Filme de rupturas e hematomas afetivos, de ressentimentos e impotências, com dois homens vulneráveis, que vivem em suas famílias experiências limítrofes, Meu Mundo em Perigo começa com uma citação de elogio à potência do ser humano em encontrar saídas transitórias e temporárias quando estão em um beco sem saída. No decorrer do filme, contudo, as saídas são estreitas. Para uns, não existe; para outros, é incógnita. Na filmografia de Belmonte (Subterrâneos e A Concepção), este terceiro longa mantém, em linhas gerais, um estilo e escolhas dramáticas. Estamos em mais um filme com personagens em colapso de compreensão de si mesmos e do mundo onde vivem, sem controle sobre seus passos e entornos, frágeis, perdidos, sem saber como agir. Mas o filme se diferencia porque, ao contrário dos anteriores, parece dar um ponto final mais evidente, encerrando os personagens centrais em uma prisão do destino. Também estamos em mais um fluxo belmontiano de muitos planos/cortes e de mobilidade de câmera: o diretor mantém-se em sua organização visual regida pelo acúmulo de imagens.

Determinados filmes são mais facilmente organizáveis em palavras. Raros são aqueles que, encerrada a sessão, abre o chão. Por um bom tempo (e é o caso), as experiências mostradas e a organização delas, nos mínimos detalhes e como sentido geral, precisam circular interiormente. Também há a impressão de que, em vez de ser um filme com problemas específicos, a problemática é mais ampla. A tragédia como código salienta o determinismo asfixiante dos personagens, que cumprem um destino ritualístico, explicitado pelo uso de música afro, assim como de candomblé. Há um projeto de transcendência, de sinais párea além deles.

Um rito. Não há muitos diretores, brasileiros ou não, com essa proposta.
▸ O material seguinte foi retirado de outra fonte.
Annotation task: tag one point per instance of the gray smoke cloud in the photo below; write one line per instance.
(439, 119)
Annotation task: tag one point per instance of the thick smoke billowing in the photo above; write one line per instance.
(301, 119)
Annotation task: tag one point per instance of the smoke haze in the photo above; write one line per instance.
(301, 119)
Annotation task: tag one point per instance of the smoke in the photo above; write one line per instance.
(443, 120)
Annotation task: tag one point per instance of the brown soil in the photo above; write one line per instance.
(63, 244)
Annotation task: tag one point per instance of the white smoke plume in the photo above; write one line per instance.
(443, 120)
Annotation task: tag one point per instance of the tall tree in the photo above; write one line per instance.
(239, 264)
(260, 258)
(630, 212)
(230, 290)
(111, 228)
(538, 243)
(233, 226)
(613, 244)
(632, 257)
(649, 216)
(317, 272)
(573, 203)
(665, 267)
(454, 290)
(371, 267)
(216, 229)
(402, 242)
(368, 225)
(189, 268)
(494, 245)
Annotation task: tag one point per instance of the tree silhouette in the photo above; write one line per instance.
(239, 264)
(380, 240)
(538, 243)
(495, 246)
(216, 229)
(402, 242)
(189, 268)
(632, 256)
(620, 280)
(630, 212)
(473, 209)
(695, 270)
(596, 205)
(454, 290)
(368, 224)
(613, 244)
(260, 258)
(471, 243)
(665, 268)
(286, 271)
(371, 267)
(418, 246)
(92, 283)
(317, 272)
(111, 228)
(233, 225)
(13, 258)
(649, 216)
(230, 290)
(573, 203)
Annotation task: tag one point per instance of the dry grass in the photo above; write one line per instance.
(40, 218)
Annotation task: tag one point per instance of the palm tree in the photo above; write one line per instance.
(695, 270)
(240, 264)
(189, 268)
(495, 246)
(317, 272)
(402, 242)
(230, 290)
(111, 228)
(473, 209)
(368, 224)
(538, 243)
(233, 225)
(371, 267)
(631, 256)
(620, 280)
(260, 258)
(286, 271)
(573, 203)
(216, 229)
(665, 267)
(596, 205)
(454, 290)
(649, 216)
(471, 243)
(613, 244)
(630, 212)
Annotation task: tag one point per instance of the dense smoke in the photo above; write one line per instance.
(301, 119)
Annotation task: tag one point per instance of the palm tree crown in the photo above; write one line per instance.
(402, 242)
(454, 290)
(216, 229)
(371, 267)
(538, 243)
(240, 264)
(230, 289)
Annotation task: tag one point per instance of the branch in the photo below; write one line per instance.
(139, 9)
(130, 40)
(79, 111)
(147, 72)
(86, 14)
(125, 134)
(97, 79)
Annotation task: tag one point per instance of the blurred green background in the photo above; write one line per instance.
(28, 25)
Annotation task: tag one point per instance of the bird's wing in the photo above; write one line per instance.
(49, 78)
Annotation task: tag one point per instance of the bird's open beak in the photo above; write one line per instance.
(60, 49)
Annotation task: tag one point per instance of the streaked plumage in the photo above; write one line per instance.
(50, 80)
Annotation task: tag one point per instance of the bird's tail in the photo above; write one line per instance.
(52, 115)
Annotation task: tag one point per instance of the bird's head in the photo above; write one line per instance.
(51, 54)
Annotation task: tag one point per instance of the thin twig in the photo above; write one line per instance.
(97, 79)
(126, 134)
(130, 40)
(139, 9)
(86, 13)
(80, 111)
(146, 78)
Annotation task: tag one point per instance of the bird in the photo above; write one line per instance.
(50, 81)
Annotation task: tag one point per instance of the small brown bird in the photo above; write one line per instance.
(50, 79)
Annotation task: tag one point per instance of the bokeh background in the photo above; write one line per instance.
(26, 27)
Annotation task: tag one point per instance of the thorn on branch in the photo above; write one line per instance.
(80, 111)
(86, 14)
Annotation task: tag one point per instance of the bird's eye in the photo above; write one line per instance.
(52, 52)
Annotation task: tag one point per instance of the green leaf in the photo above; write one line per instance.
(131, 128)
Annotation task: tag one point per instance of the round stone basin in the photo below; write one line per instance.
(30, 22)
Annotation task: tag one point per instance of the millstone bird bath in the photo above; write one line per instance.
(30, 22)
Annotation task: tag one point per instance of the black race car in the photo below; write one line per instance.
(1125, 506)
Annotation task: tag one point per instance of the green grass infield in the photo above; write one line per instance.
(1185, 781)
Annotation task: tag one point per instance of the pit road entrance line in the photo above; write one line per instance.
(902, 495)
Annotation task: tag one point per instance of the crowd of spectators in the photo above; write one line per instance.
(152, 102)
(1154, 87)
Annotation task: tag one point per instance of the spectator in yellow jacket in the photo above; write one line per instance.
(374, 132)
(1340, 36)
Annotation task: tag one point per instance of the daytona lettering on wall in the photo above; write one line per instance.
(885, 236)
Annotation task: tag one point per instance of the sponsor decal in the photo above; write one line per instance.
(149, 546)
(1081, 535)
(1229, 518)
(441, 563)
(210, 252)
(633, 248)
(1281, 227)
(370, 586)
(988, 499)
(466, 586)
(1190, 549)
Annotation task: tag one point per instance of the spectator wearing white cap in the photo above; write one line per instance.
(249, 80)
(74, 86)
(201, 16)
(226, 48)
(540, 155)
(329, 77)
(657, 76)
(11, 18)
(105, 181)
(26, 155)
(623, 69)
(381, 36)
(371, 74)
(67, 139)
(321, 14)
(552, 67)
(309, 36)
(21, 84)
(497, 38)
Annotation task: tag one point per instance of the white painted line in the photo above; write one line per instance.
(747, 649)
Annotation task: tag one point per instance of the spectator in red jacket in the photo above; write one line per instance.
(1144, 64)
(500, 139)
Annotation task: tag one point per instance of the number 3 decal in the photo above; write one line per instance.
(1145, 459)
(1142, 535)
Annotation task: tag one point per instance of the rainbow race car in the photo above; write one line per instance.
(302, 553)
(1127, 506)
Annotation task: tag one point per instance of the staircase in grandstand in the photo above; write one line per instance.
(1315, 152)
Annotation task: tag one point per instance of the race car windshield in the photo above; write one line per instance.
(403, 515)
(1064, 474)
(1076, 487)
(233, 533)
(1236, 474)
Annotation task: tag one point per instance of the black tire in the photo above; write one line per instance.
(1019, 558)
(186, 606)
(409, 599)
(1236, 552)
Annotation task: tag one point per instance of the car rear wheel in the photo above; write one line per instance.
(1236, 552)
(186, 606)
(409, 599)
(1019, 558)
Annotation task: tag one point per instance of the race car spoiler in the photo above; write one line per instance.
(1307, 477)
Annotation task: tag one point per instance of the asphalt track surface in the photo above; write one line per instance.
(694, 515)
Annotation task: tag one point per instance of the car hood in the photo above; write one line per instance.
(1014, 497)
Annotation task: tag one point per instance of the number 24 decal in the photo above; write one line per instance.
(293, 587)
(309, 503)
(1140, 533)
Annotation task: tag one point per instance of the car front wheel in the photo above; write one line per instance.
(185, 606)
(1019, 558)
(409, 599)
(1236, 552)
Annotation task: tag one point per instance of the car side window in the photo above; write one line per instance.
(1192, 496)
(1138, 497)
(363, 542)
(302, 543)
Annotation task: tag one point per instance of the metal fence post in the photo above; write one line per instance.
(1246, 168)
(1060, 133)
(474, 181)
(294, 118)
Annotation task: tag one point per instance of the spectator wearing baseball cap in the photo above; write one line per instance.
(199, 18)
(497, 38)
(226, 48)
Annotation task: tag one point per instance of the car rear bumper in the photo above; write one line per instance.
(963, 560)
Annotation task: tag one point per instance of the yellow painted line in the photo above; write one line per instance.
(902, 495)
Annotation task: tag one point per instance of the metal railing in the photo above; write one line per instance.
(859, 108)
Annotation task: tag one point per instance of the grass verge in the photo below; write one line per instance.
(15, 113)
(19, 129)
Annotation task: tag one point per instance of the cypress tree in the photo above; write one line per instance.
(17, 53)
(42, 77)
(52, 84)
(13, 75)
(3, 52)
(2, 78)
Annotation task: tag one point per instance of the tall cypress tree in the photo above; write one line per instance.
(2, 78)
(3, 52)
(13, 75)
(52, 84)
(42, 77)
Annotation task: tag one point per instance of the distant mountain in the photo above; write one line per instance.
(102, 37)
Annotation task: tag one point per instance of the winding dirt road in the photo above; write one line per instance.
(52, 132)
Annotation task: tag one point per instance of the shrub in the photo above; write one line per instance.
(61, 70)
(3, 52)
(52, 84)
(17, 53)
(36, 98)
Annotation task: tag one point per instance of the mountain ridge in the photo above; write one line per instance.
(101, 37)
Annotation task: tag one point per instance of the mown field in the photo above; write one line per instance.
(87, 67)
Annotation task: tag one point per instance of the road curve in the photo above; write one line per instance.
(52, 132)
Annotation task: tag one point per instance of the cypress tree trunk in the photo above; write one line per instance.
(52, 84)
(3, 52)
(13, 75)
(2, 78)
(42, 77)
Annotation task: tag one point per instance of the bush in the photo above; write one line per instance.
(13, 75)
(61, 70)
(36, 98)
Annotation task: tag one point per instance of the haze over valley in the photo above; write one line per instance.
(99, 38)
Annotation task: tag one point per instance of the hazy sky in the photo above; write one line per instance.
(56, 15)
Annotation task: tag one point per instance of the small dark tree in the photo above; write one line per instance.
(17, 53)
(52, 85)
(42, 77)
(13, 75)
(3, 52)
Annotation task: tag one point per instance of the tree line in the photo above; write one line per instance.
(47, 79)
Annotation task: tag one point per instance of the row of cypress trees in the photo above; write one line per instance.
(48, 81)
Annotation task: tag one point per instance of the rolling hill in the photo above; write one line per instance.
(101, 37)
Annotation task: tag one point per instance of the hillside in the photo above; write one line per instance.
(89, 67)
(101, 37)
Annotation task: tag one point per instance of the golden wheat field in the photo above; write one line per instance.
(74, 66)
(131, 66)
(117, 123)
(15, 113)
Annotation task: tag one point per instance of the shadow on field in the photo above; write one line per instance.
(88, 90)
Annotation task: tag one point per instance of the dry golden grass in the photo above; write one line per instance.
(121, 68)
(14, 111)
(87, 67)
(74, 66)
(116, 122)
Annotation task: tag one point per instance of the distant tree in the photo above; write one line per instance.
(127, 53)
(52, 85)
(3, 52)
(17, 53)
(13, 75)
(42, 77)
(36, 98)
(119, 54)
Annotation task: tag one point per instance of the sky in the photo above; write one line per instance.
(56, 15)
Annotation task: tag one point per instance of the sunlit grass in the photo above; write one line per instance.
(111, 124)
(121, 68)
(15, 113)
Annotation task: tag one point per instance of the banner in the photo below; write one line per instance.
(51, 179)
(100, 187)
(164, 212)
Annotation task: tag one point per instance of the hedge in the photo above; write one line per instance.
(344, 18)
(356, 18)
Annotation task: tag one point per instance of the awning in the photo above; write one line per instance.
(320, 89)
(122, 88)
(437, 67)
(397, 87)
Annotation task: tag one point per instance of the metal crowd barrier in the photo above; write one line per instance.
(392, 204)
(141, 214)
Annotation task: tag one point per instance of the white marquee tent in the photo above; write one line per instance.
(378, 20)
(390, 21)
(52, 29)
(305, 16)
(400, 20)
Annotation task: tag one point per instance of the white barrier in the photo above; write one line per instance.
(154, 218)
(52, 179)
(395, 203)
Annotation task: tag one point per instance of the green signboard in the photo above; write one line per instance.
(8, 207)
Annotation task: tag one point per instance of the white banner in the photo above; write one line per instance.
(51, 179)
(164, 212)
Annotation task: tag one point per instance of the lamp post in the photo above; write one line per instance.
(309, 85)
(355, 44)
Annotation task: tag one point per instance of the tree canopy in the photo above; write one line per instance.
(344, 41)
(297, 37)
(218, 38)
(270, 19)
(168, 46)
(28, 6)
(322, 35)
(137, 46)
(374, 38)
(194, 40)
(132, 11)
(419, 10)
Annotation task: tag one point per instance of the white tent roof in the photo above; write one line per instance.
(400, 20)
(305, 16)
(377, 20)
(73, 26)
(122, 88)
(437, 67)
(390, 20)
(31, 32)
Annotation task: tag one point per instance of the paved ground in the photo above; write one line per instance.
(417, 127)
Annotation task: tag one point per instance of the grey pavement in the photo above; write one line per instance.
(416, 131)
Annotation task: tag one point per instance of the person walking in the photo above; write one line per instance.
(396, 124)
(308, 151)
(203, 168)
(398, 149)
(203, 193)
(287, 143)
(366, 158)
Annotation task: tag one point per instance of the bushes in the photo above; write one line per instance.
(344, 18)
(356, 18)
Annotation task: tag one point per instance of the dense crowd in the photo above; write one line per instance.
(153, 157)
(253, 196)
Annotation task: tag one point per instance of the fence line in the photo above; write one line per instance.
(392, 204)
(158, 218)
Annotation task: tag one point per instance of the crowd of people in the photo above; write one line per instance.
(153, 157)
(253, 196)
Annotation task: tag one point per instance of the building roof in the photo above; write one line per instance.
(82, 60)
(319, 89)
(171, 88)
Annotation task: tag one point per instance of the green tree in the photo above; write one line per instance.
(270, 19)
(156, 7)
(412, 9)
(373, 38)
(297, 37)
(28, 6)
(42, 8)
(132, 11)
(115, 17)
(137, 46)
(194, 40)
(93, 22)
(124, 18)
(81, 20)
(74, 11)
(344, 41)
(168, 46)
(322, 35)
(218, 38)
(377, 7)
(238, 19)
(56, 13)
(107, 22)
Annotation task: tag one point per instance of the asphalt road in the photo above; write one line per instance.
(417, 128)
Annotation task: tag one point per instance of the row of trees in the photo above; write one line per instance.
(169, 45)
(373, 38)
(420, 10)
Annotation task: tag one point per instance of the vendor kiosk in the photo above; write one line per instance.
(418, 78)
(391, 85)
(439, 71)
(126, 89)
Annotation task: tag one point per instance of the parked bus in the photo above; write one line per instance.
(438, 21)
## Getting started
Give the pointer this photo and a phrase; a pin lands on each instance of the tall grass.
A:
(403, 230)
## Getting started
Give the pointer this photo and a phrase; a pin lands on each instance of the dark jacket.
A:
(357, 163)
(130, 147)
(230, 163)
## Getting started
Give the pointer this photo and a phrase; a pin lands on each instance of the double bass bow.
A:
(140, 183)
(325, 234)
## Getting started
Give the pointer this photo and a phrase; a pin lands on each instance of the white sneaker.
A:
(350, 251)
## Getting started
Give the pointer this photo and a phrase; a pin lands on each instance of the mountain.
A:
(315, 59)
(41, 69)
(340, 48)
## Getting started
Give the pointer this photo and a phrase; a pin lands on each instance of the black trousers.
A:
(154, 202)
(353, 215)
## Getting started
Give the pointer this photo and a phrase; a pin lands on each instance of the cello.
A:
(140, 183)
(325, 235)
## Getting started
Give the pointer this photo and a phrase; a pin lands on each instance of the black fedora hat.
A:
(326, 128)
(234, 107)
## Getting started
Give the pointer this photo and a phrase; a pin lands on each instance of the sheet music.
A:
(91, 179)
Belmonte trabalha a imagem, o que a antecede, o que já foi, o que está fora do campo, mostrando que, além do que nos dá a ver, também deixa elementos fora do plano, eventualmente relatados como palavras, com um ganho de tom confessional nesse filme com jeito de testemunho audiovisual. Há muito mais a dizer, mas não agora. Por enquanto, é o momento de respirar o filme, digeri-lo, emocionar-se retroativamente, deixando seu poder e impacto se manifestarem até o limite. A crítica não pode, em relação a alguns filmes que a desafiam para além da razão, mas não sem a razão, ter respostas prontas. Talvez seja necessário entrar em crise com os personagens, com seu autor e manifestar essa crise na relação com a obra. Só é preciso deixar claro que crises podem ser geradas por amor. E um amor não está desprovido de crises. Não é outra a condição desse crítico em relação a essa obra.

Se é o grande filme de Belmonte, aquele nos quais os personagens têm mais carne, mais sangue, mais cheiro e mais vida, ou se é “simplesmente” um grande filme e ponto final (com seu efeito de autenticidade jamais omitindo a indicialidade de intervenção do autor), ainda não se pode afirmar aqui – mas, certamente, supor com muita convicção ser essa uma enorme possibilidade. Se é seu filme mais complexo e problemático, sobretudo na relação do acúmulo em fluxo com o material humano, também não é algo a se afirmado agora. O que se pode antever, nesse processo de investigação interna, é a possibilidade, paradoxal, mas não contraditória, de a obra ser as duas coisas. A inviabilidade da uma bela imagem – um recostar de cabeça no ombro - se tornar um encontro do perdão (no caso entre um filho sem pai e um pai sem filho), é de grande potencial de choque. Personagens levados de lá para cá por uma instância superior (Deus, o destino, o autor), eles não têm a chance dessa conexão, porque estão “condenados” a cumprir uma sina. Por hora, só resta afirmar, com a emoção de quem revê o filme pelo próprio texto, que Meu Mundo em Perigo, por todas as características, é dos mais belos filmes do mundo. Em perigo, mas único. Terminar com “Senhor Cidadão”, de Tom Zé, é um abalo sísmico.